The first clinical trial will examine intratumoral administration of G100 with intravenous administration of KEYTRUDA in patients with follicular NHL receiving local radiation. In addition to an evaluation of the safety of the combination, the study will assess the response in both injected and non-injected lesions. The second clinical trial in melanoma will evaluate safety and response to the combination of LV305 and KEYTRUDA in patients who have not yet responded to treatment with KEYTRUDA alone after three months of treatment.

Immune Design’s G100 and LV305 investigational agents are designed to work in vivo and activate the immune system via the induction and/or expansion of anti-tumor CD8 T cells. They are intended to be “off-the-shelf” therapies, in contrast to other T-cell approaches that require individualized ex vivo manipulation. G100 is a potent toll-like receptor-4 (TLR4) agonist designed to generate a robust anti-tumor immune response when administered directly to the tumor micro-environment.
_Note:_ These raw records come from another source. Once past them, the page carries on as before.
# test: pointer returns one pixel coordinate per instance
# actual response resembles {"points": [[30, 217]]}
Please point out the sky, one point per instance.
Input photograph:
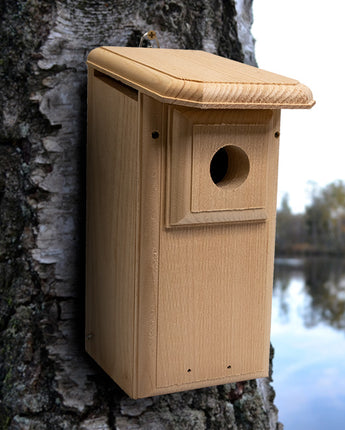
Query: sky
{"points": [[305, 40]]}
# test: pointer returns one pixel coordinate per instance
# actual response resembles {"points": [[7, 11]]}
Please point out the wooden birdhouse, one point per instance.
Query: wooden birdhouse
{"points": [[182, 162]]}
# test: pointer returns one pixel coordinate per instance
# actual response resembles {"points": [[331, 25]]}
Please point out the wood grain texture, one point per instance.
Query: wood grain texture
{"points": [[192, 196], [171, 309], [112, 228], [200, 79]]}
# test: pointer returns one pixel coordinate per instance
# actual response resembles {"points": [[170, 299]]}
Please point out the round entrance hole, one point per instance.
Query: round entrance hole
{"points": [[229, 166]]}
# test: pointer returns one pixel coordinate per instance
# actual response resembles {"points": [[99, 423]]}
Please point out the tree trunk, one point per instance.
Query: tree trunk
{"points": [[46, 379]]}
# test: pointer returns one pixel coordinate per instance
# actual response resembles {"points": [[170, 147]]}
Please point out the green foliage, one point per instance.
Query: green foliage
{"points": [[321, 229]]}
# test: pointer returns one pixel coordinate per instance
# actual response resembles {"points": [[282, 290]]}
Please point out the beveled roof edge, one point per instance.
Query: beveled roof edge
{"points": [[170, 89]]}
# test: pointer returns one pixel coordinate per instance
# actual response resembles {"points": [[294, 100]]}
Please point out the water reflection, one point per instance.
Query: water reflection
{"points": [[324, 283], [308, 333]]}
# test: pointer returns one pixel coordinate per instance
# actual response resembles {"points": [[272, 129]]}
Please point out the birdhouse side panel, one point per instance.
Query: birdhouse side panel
{"points": [[112, 227]]}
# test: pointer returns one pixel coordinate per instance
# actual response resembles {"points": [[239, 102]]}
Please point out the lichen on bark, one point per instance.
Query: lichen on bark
{"points": [[46, 379]]}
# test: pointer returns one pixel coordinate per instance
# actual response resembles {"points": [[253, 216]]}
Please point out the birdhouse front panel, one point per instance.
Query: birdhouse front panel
{"points": [[181, 196]]}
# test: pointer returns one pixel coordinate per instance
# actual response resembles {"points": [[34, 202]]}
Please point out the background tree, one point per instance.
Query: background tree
{"points": [[325, 218], [46, 379]]}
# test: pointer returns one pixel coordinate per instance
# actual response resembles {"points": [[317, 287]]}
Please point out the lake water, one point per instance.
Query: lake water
{"points": [[308, 334]]}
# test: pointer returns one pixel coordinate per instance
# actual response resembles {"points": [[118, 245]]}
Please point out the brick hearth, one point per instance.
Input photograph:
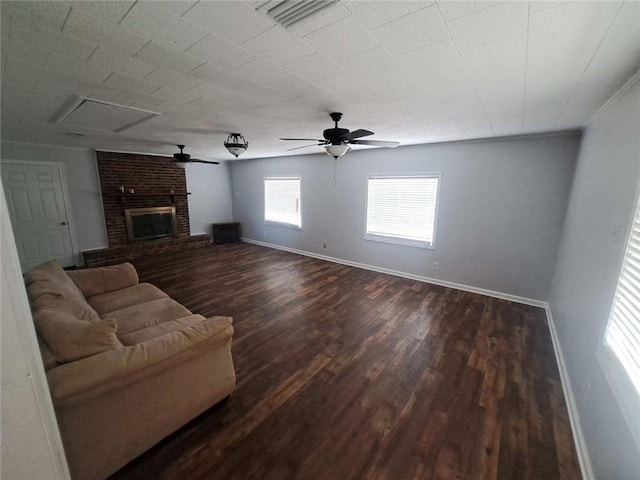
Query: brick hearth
{"points": [[148, 181]]}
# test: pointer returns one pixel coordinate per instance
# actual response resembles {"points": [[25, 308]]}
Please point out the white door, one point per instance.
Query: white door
{"points": [[39, 213]]}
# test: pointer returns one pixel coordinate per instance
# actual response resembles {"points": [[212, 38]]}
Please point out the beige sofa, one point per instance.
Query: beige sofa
{"points": [[126, 364]]}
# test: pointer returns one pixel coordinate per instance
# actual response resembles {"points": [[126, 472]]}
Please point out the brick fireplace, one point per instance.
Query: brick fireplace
{"points": [[131, 182]]}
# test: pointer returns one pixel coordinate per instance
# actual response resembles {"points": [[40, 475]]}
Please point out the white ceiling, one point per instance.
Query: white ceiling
{"points": [[412, 71]]}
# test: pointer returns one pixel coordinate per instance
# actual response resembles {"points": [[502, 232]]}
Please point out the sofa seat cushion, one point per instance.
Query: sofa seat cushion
{"points": [[127, 297], [147, 314], [154, 331]]}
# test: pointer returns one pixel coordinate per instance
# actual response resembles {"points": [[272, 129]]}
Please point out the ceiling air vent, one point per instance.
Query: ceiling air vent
{"points": [[289, 12], [100, 115]]}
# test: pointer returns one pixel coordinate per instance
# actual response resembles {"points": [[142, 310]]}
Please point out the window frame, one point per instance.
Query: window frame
{"points": [[275, 223], [401, 240], [623, 389]]}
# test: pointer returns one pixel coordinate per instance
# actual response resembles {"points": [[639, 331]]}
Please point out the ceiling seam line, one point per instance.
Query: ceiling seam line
{"points": [[127, 13], [595, 51], [526, 69], [189, 9], [475, 89], [66, 19], [401, 17], [466, 14]]}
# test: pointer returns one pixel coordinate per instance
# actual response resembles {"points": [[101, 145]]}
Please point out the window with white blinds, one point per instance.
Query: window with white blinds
{"points": [[402, 209], [282, 201], [623, 331]]}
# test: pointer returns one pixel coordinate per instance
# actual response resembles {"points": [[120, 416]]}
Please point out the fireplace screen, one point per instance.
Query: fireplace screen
{"points": [[150, 223]]}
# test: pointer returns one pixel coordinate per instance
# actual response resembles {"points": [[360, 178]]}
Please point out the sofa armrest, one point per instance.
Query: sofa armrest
{"points": [[79, 381], [96, 281]]}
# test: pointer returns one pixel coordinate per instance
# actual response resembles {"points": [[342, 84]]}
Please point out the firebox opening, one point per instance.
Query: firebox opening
{"points": [[144, 224]]}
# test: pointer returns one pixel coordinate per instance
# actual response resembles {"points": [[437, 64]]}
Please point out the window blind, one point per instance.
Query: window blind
{"points": [[282, 200], [623, 332], [402, 207]]}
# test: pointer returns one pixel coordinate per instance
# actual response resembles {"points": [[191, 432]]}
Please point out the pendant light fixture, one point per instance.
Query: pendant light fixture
{"points": [[236, 144]]}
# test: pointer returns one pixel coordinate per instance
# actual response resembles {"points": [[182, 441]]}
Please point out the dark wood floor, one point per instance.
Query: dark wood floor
{"points": [[345, 373]]}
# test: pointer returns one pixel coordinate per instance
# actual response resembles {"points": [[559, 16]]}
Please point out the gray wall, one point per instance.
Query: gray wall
{"points": [[210, 199], [82, 182], [589, 260], [502, 204]]}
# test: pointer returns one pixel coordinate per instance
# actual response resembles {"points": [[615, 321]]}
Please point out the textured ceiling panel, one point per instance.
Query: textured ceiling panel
{"points": [[414, 71]]}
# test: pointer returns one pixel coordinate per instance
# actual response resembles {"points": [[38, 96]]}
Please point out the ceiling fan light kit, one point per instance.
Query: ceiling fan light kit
{"points": [[337, 141], [236, 144], [336, 151]]}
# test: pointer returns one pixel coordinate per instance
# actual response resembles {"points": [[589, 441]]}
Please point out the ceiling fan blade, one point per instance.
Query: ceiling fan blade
{"points": [[357, 134], [195, 160], [304, 146], [376, 143], [303, 139]]}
LV305, in contrast, is designed to activate the immune system through the in vivo generation of cytotoxic T cells (CTLs), initially against a specific tumor-associated antigen, NY-ESO-1. Immune Design is studying LV305 primarily as part of CMB305, a prime boost approach currently in a Phase 1 expansion trial.
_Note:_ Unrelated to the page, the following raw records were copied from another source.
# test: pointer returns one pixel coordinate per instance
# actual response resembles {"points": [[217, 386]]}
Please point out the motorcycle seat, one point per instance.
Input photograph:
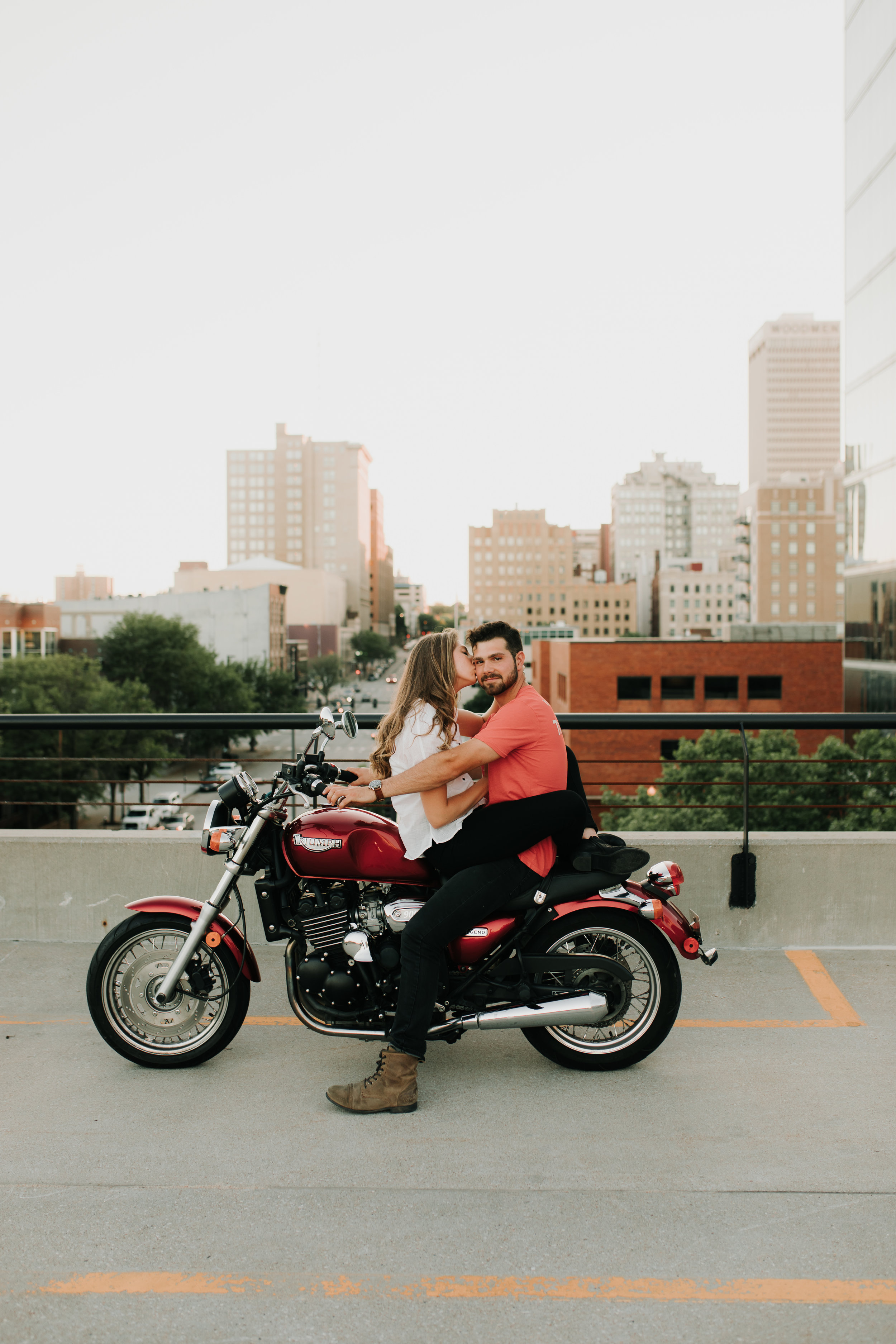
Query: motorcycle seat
{"points": [[562, 885]]}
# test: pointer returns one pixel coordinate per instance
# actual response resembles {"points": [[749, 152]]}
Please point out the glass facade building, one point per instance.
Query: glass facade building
{"points": [[871, 283]]}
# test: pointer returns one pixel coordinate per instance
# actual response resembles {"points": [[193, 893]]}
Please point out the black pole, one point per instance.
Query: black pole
{"points": [[743, 866]]}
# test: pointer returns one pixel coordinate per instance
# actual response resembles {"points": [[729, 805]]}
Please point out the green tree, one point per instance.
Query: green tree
{"points": [[703, 788], [324, 672], [181, 674], [59, 763], [373, 647]]}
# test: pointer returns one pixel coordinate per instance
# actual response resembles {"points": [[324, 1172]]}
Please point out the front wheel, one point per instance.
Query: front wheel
{"points": [[206, 1014], [650, 1006]]}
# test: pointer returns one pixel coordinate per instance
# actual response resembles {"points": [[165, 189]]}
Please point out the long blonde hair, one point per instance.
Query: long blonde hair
{"points": [[428, 679]]}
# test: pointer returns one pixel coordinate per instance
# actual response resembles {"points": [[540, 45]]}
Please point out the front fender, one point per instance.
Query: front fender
{"points": [[232, 936], [669, 920]]}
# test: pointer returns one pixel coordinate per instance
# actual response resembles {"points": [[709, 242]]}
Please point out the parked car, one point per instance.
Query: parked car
{"points": [[170, 803], [181, 822], [144, 818], [215, 775]]}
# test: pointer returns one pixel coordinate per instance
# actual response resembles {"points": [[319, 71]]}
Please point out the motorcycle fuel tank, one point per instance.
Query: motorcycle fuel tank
{"points": [[352, 844]]}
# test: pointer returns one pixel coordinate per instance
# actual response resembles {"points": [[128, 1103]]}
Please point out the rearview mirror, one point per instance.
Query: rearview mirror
{"points": [[328, 725]]}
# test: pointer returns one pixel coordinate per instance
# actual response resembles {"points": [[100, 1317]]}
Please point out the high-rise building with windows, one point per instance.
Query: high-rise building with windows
{"points": [[669, 510], [382, 577], [308, 505], [871, 281], [795, 397], [796, 548], [522, 570]]}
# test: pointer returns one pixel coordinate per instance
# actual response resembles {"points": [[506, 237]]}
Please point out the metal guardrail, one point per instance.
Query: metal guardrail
{"points": [[743, 871]]}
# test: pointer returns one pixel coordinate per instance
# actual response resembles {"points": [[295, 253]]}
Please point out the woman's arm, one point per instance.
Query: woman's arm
{"points": [[440, 810]]}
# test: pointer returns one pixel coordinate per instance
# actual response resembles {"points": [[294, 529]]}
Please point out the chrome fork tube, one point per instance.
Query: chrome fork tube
{"points": [[214, 905]]}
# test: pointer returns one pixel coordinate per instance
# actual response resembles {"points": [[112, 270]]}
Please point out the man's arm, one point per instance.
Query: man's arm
{"points": [[437, 769], [471, 724]]}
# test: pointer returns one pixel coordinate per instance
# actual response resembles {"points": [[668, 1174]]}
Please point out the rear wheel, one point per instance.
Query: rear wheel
{"points": [[645, 1018], [206, 1014]]}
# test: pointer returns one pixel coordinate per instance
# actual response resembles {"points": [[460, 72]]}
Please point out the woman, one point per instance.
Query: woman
{"points": [[447, 826]]}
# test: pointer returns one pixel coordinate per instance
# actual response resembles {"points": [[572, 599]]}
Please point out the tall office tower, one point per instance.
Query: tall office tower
{"points": [[411, 599], [80, 585], [308, 505], [589, 553], [795, 397], [871, 280], [382, 578], [672, 509], [522, 570], [797, 548]]}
“There is great potential to expand the potential of immunotherapy through combination approaches that will stimulate and enhance the immune system in order to mount the strongest response against cancer,” said Carlos Paya, M.D., Ph.D, President and Chief Executive Officer of Immune Design. “Immune Design has two distinct approaches in oncology, and we look forward to collaborating with Merck to evaluate the potential of combining each of G100 and LV305 with KEYTRUDA in these areas of medical need.”

“Our understanding of the immune system’s role and its impact in the treatment of cancer continues to grow,” said Dr. Roger M. Perlmutter, president, Merck Research Laboratories. “This collaboration with Immune Design adds to a broad clinical program designed to explore the role of KEYTRUDA in innovative immuno-oncology combinations – and underscores our commitment to advance the care of patients with cancer.”

G100 is a product candidate generated from the company's GLAASTM discovery platform, and includes a specific formulation of Glucopyranosyl Lipid A (GLA), a synthetic, toll-like Receptor-4 (TLR-4) agonist. G100 is part of Immune Design's intratumoral immune activation, or ‘Endogenous Antigen’ approach to treating cancer, which leverages the activation of dendritic cells, T cells and other immune cells in the tumor microenvironment to potentially create a robust immune response against the tumor's preexisting diverse set of antigens. Preclinical and clinical data have demonstrated the ability of G100 to activate dendritic cells in tumors and to increase antigen-dependent systemic humoral and cellular Th1 immune responses. In addition to the study planned under this collaboration, a Phase 1 study of G100 in patients with Merkel cell carcinoma (MCC) recently completed enrollment, and Immune Design presented data at the 2015 American Society of Clinical Oncology (ASCO) Annual Meeting, the poster for which can be accessed on the company’s website. In the first eight patients in MCC study, G100 has an acceptable safety profile and a fifty percent (50%) objective response rate per protocol.